These past few weeks leading up to our trip to Guatemala have been rough and stressful. I wrote earlier about Nate's car dying and the kids being sick for two weeks straight. This week the kids were finally better (however I'm not so sure about Malakai since he's started pulling at his ears again and has had a hard time sleeping today).
We've been a one car family for about three weeks now and it's not been fun at all since it really extends Nate's day. When he works he's basically gone for 12-13 hours. If I can pick him up or drop him off to meet his train then he's only gone for 12 hours, otherwise he's gone for at least 13 hours. We were expecting to buy a used van from one of Nate's co-workers over the weekend but the battery in the van died and he couldn't drive it to work to give it to Nate. Nate's co-worker is going to get a new battery in the van for us on his next day off and hopefully we'll have the van just before the girls and I leave for Guatemala.
Then yesterday I received an email that someone I cared for had passed away on Tuesday. Rich Krane was a wonderful man. He went by Jagi and was Cole and Dylan's grandpa. Cole and Dylan were the two children I took care of when I worked as a nanny. His death was unexpected even though I knew his health was bad. I spent a lot of time with Rich when Cole was young and he was the easiest person to talk to. I never heard a mean comment come out his mouth and he always knew how to make someone feel valued. He constantly complimented me and told me what a good job I did taking care of Cole and Dylan.
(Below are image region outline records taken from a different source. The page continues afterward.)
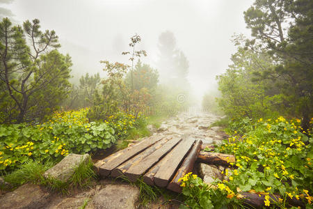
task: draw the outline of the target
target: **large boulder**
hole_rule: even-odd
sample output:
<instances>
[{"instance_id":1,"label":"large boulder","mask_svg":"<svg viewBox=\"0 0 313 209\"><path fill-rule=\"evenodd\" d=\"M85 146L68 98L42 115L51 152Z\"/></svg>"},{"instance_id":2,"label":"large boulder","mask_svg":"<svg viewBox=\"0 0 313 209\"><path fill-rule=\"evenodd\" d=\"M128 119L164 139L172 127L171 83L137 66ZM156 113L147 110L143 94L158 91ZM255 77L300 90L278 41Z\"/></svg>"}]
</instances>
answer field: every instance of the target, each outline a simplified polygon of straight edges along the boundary
<instances>
[{"instance_id":1,"label":"large boulder","mask_svg":"<svg viewBox=\"0 0 313 209\"><path fill-rule=\"evenodd\" d=\"M86 208L136 208L139 189L129 185L108 185L97 192Z\"/></svg>"},{"instance_id":2,"label":"large boulder","mask_svg":"<svg viewBox=\"0 0 313 209\"><path fill-rule=\"evenodd\" d=\"M77 155L71 153L63 158L59 163L47 170L44 173L45 178L54 178L59 180L67 181L75 171L75 168L80 163L87 163L88 154Z\"/></svg>"},{"instance_id":3,"label":"large boulder","mask_svg":"<svg viewBox=\"0 0 313 209\"><path fill-rule=\"evenodd\" d=\"M0 198L1 208L44 208L50 194L39 185L24 185Z\"/></svg>"}]
</instances>

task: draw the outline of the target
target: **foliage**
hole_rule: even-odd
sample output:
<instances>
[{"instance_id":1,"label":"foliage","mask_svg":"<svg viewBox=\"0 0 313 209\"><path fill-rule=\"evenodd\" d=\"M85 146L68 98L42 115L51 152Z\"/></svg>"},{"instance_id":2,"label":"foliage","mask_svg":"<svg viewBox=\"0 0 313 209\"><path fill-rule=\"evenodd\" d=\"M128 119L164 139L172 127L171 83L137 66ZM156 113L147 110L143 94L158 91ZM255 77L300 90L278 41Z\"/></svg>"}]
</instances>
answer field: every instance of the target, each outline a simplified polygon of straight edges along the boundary
<instances>
[{"instance_id":1,"label":"foliage","mask_svg":"<svg viewBox=\"0 0 313 209\"><path fill-rule=\"evenodd\" d=\"M229 187L224 189L215 189L215 185L209 187L201 178L191 172L186 174L182 178L180 186L183 187L182 194L185 196L185 204L191 208L221 208L230 203L240 206L240 201L230 199L234 192ZM217 183L215 183L217 184ZM232 198L234 196L232 195ZM179 208L189 208L181 205Z\"/></svg>"},{"instance_id":2,"label":"foliage","mask_svg":"<svg viewBox=\"0 0 313 209\"><path fill-rule=\"evenodd\" d=\"M43 185L52 190L67 194L70 188L83 188L90 180L96 178L93 169L93 162L89 158L87 162L81 162L74 168L73 176L67 181L61 181L51 177L45 178L45 172L52 167L54 163L49 160L44 164L38 161L27 161L20 164L19 169L3 176L4 180L10 183L13 188L25 183ZM10 188L10 189L13 189ZM6 188L8 189L8 188Z\"/></svg>"},{"instance_id":3,"label":"foliage","mask_svg":"<svg viewBox=\"0 0 313 209\"><path fill-rule=\"evenodd\" d=\"M301 133L300 123L282 116L235 122L231 126L233 136L217 151L234 155L236 163L225 170L225 180L216 180L211 187L195 175L182 178L185 203L193 208L220 208L229 203L240 206L241 192L248 192L265 195L266 206L286 208L290 206L286 199L293 198L312 207L312 138ZM310 132L306 134L312 137ZM280 199L273 194L279 194Z\"/></svg>"},{"instance_id":4,"label":"foliage","mask_svg":"<svg viewBox=\"0 0 313 209\"><path fill-rule=\"evenodd\" d=\"M243 192L280 194L282 199L311 203L313 150L312 138L306 134L312 134L310 130L301 133L300 123L280 116L232 125L234 135L218 150L236 157L235 169L226 171L229 181L225 185L233 190L239 187ZM284 206L282 201L268 201Z\"/></svg>"},{"instance_id":5,"label":"foliage","mask_svg":"<svg viewBox=\"0 0 313 209\"><path fill-rule=\"evenodd\" d=\"M135 51L135 46L136 44L139 43L141 41L141 38L138 35L136 34L135 36L131 38L131 42L129 43L129 47L131 47L131 52L122 52L122 54L131 54L131 57L129 60L131 61L131 68L130 70L130 80L131 84L131 91L134 91L134 78L133 78L133 68L134 68L134 61L135 61L135 56L141 57L142 55L146 56L147 52L145 50L139 50Z\"/></svg>"},{"instance_id":6,"label":"foliage","mask_svg":"<svg viewBox=\"0 0 313 209\"><path fill-rule=\"evenodd\" d=\"M161 190L155 186L150 186L146 184L142 178L137 178L134 183L129 180L125 176L120 176L117 178L121 179L131 185L133 185L139 188L139 199L141 200L140 204L143 206L147 206L147 203L155 201L156 198L161 194Z\"/></svg>"},{"instance_id":7,"label":"foliage","mask_svg":"<svg viewBox=\"0 0 313 209\"><path fill-rule=\"evenodd\" d=\"M245 49L242 36L234 41L238 51L232 54L232 64L226 72L217 77L221 97L219 106L231 118L270 118L286 114L279 91L271 81L253 81L253 74L273 68L271 57Z\"/></svg>"},{"instance_id":8,"label":"foliage","mask_svg":"<svg viewBox=\"0 0 313 209\"><path fill-rule=\"evenodd\" d=\"M0 169L15 168L30 159L61 160L69 153L85 153L115 142L105 123L88 122L88 109L56 112L49 122L0 125Z\"/></svg>"},{"instance_id":9,"label":"foliage","mask_svg":"<svg viewBox=\"0 0 313 209\"><path fill-rule=\"evenodd\" d=\"M43 173L53 165L54 163L51 160L47 160L45 163L36 160L29 160L19 164L16 171L8 174L4 172L2 174L4 174L4 180L9 183L13 188L15 188L27 182L33 184L40 183Z\"/></svg>"},{"instance_id":10,"label":"foliage","mask_svg":"<svg viewBox=\"0 0 313 209\"><path fill-rule=\"evenodd\" d=\"M58 52L54 31L40 27L38 20L23 27L0 22L1 123L42 121L67 96L70 57Z\"/></svg>"},{"instance_id":11,"label":"foliage","mask_svg":"<svg viewBox=\"0 0 313 209\"><path fill-rule=\"evenodd\" d=\"M169 31L159 36L159 59L158 67L161 77L166 84L184 90L189 88L186 79L189 63L184 52L176 46L176 38Z\"/></svg>"},{"instance_id":12,"label":"foliage","mask_svg":"<svg viewBox=\"0 0 313 209\"><path fill-rule=\"evenodd\" d=\"M93 104L94 94L100 80L99 72L91 76L89 76L87 72L85 76L83 75L79 79L79 88L81 94L80 97L83 100L83 107Z\"/></svg>"},{"instance_id":13,"label":"foliage","mask_svg":"<svg viewBox=\"0 0 313 209\"><path fill-rule=\"evenodd\" d=\"M313 107L312 3L310 0L256 0L244 13L255 38L246 42L247 47L259 46L275 63L275 68L257 72L256 77L275 82L283 108L289 115L301 117L305 129L310 127Z\"/></svg>"}]
</instances>

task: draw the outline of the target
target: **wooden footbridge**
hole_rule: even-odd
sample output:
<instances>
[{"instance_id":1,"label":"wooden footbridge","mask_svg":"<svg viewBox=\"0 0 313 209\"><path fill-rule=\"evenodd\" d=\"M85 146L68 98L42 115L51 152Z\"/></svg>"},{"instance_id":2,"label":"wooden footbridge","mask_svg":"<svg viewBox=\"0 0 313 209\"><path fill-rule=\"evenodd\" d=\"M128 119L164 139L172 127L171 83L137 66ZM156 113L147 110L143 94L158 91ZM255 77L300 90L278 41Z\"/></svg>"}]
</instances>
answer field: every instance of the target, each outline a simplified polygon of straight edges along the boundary
<instances>
[{"instance_id":1,"label":"wooden footbridge","mask_svg":"<svg viewBox=\"0 0 313 209\"><path fill-rule=\"evenodd\" d=\"M181 192L179 178L192 171L201 149L201 140L154 135L98 161L102 177L127 176L131 181L143 176L148 185Z\"/></svg>"}]
</instances>

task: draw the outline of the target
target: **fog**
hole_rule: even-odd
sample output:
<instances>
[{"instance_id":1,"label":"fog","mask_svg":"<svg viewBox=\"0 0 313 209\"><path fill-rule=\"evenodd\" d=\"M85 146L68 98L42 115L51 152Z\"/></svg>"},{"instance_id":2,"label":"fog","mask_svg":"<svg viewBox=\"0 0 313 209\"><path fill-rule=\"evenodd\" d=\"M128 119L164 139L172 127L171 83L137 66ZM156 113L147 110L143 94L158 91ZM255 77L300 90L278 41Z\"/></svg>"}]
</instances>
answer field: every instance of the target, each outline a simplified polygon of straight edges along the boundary
<instances>
[{"instance_id":1,"label":"fog","mask_svg":"<svg viewBox=\"0 0 313 209\"><path fill-rule=\"evenodd\" d=\"M129 38L142 41L143 63L157 68L159 35L170 31L189 62L188 79L198 98L216 88L235 52L234 33L249 36L243 13L252 0L1 0L0 13L14 22L39 19L42 29L54 30L61 51L72 58L72 74L104 75L101 60L129 63L122 52Z\"/></svg>"}]
</instances>

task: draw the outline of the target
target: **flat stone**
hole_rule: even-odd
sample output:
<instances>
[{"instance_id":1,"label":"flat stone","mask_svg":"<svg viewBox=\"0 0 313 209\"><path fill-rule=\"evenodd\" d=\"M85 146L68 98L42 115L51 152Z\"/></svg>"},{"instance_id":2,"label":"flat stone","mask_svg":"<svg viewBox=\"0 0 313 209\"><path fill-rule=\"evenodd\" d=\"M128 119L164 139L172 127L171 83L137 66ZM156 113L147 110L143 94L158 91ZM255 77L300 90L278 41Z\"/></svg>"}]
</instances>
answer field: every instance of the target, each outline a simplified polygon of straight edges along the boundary
<instances>
[{"instance_id":1,"label":"flat stone","mask_svg":"<svg viewBox=\"0 0 313 209\"><path fill-rule=\"evenodd\" d=\"M205 176L210 176L212 178L223 179L223 175L220 171L214 165L200 163L199 167L199 173L200 176L204 178Z\"/></svg>"},{"instance_id":2,"label":"flat stone","mask_svg":"<svg viewBox=\"0 0 313 209\"><path fill-rule=\"evenodd\" d=\"M51 209L67 209L67 208L79 208L82 206L85 201L88 201L90 199L86 196L80 197L70 197L62 200L61 203L56 206L50 208Z\"/></svg>"},{"instance_id":3,"label":"flat stone","mask_svg":"<svg viewBox=\"0 0 313 209\"><path fill-rule=\"evenodd\" d=\"M25 184L0 198L1 208L44 208L50 194L39 185Z\"/></svg>"},{"instance_id":4,"label":"flat stone","mask_svg":"<svg viewBox=\"0 0 313 209\"><path fill-rule=\"evenodd\" d=\"M198 119L197 118L191 118L188 122L191 123L195 123L198 122Z\"/></svg>"},{"instance_id":5,"label":"flat stone","mask_svg":"<svg viewBox=\"0 0 313 209\"><path fill-rule=\"evenodd\" d=\"M209 128L209 125L200 125L198 127L198 128L200 130L207 130Z\"/></svg>"},{"instance_id":6,"label":"flat stone","mask_svg":"<svg viewBox=\"0 0 313 209\"><path fill-rule=\"evenodd\" d=\"M159 128L158 128L158 132L164 132L167 130L168 127L166 124L161 124Z\"/></svg>"},{"instance_id":7,"label":"flat stone","mask_svg":"<svg viewBox=\"0 0 313 209\"><path fill-rule=\"evenodd\" d=\"M213 127L211 127L211 130L214 130L214 131L216 131L216 132L219 131L219 130L220 130L221 129L222 129L222 127L220 127L220 126L213 126Z\"/></svg>"},{"instance_id":8,"label":"flat stone","mask_svg":"<svg viewBox=\"0 0 313 209\"><path fill-rule=\"evenodd\" d=\"M45 178L51 177L59 180L67 181L74 174L75 168L81 162L87 162L89 157L88 154L77 155L71 153L54 167L47 170L44 173L44 176Z\"/></svg>"},{"instance_id":9,"label":"flat stone","mask_svg":"<svg viewBox=\"0 0 313 209\"><path fill-rule=\"evenodd\" d=\"M86 208L136 208L139 189L129 185L109 185L95 194Z\"/></svg>"},{"instance_id":10,"label":"flat stone","mask_svg":"<svg viewBox=\"0 0 313 209\"><path fill-rule=\"evenodd\" d=\"M147 125L147 128L152 134L155 133L156 132L156 127L155 127L155 126L152 124Z\"/></svg>"}]
</instances>

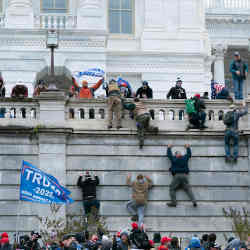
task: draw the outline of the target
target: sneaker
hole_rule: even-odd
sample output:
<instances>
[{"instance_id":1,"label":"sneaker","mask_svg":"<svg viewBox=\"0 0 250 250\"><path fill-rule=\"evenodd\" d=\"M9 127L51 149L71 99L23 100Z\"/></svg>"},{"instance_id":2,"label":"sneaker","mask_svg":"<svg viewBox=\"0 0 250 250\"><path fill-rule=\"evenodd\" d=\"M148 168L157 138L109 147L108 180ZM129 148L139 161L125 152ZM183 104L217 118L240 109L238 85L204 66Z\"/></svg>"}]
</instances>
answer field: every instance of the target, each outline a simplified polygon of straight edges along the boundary
<instances>
[{"instance_id":1,"label":"sneaker","mask_svg":"<svg viewBox=\"0 0 250 250\"><path fill-rule=\"evenodd\" d=\"M200 127L200 130L204 130L204 129L206 129L206 128L208 128L208 127L205 126L205 125L202 125L202 126Z\"/></svg>"},{"instance_id":2,"label":"sneaker","mask_svg":"<svg viewBox=\"0 0 250 250\"><path fill-rule=\"evenodd\" d=\"M226 158L225 158L225 162L226 162L226 163L231 162L231 157L230 157L230 156L226 156Z\"/></svg>"},{"instance_id":3,"label":"sneaker","mask_svg":"<svg viewBox=\"0 0 250 250\"><path fill-rule=\"evenodd\" d=\"M176 203L170 202L170 203L167 203L167 206L169 206L169 207L176 207Z\"/></svg>"},{"instance_id":4,"label":"sneaker","mask_svg":"<svg viewBox=\"0 0 250 250\"><path fill-rule=\"evenodd\" d=\"M138 216L137 215L133 215L132 217L131 217L131 221L138 221Z\"/></svg>"}]
</instances>

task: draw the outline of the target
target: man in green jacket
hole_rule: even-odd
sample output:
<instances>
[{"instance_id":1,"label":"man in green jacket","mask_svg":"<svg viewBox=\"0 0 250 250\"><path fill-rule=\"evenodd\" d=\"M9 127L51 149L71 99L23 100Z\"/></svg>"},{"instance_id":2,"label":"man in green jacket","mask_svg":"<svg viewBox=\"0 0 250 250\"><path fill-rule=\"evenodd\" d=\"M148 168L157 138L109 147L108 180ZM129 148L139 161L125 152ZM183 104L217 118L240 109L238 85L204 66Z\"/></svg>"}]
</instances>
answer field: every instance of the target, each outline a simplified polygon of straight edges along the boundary
<instances>
[{"instance_id":1,"label":"man in green jacket","mask_svg":"<svg viewBox=\"0 0 250 250\"><path fill-rule=\"evenodd\" d=\"M124 103L123 106L134 113L140 148L143 148L145 132L158 133L159 129L158 127L150 126L150 112L139 98L135 98L133 103Z\"/></svg>"},{"instance_id":2,"label":"man in green jacket","mask_svg":"<svg viewBox=\"0 0 250 250\"><path fill-rule=\"evenodd\" d=\"M137 221L139 227L143 226L145 206L148 201L148 191L153 182L148 176L139 174L136 181L131 181L131 175L127 176L127 185L132 187L132 199L127 203L127 209L132 215L132 221Z\"/></svg>"}]
</instances>

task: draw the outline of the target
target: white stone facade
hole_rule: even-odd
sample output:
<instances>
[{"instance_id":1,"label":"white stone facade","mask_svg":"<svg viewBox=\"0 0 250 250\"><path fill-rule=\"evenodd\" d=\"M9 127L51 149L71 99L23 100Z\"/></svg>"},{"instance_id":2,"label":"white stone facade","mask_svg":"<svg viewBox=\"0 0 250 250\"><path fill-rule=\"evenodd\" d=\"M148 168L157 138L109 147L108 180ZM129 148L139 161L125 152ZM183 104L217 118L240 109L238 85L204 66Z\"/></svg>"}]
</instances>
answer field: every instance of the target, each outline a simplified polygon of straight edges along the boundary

We spent a lot of time going to parks, Target, or Chucky Cheese. Before Dylan was born, Cole and I went out with Jagi once a week. When I had Sanaa and stopped working for the Weitzul family, Rich continued to call me every now and then to say hi and let me know he missed our time together. I would then find out that he and Cole were at Target and they were reminiscing about all the times the three of us would go to Target together. A couple of months ago Rich called and I'm so glad I answered the call. Rich called at a time that wasn't the best but I answered it anyway. I had no idea that it would be the last time I would talk with Rich. I think knowing that makes me more aware that I need to stop getting so caught up with my to do list or whatever else I think is important and take the call from someone that is important to me. My to do list will never end but the opportunities to talk with those I care about will end. I am going to miss Rich's unexpected calls a great deal.
Today wasn't much better. For one, Rich and the memories I have of him were on my mind a lot. But this afternoon my computer died. It's dead. It won't turn on. Layla spilled a cup of water that flowed under a binder and then to the computer. According to Nate the water hit the sweet spot and short circuited the entire logic board and power system. My computer is gone. Thankfully I had backed it up fairly recently and don't think I lost much. However it's just one more bad thing to add to my list of difficult and frustrating things these past few weeks.
I do hope to get the rest of our Mt. Hood vacation up before the girls and I leave for Guatemala but I guess we'll just see if that happens or not.
Nate was able to take my back up and load it onto his computer so for the time being we'll be sharing a computer. I'm doing this post from an iPad but I don't have access to my pictures. Luckily the pictures are now on Nate's computer so I can do write blog posts from there when he's not working on his Sunday school lesson.
All that to say I really wonder how Guatemala is going to go. So many frustrating/hard things have happened (car dying, sick kids, death of a friend, computer dying) these past few weeks that it makes me wonder if Satan is attempting to make me second guess going on this trip.
We leave a week from today. I'm anxious about the trip to Guatemala that the girls and I are going on. I've been praying that we are an encouragement to those we meet and that we all stay healthy.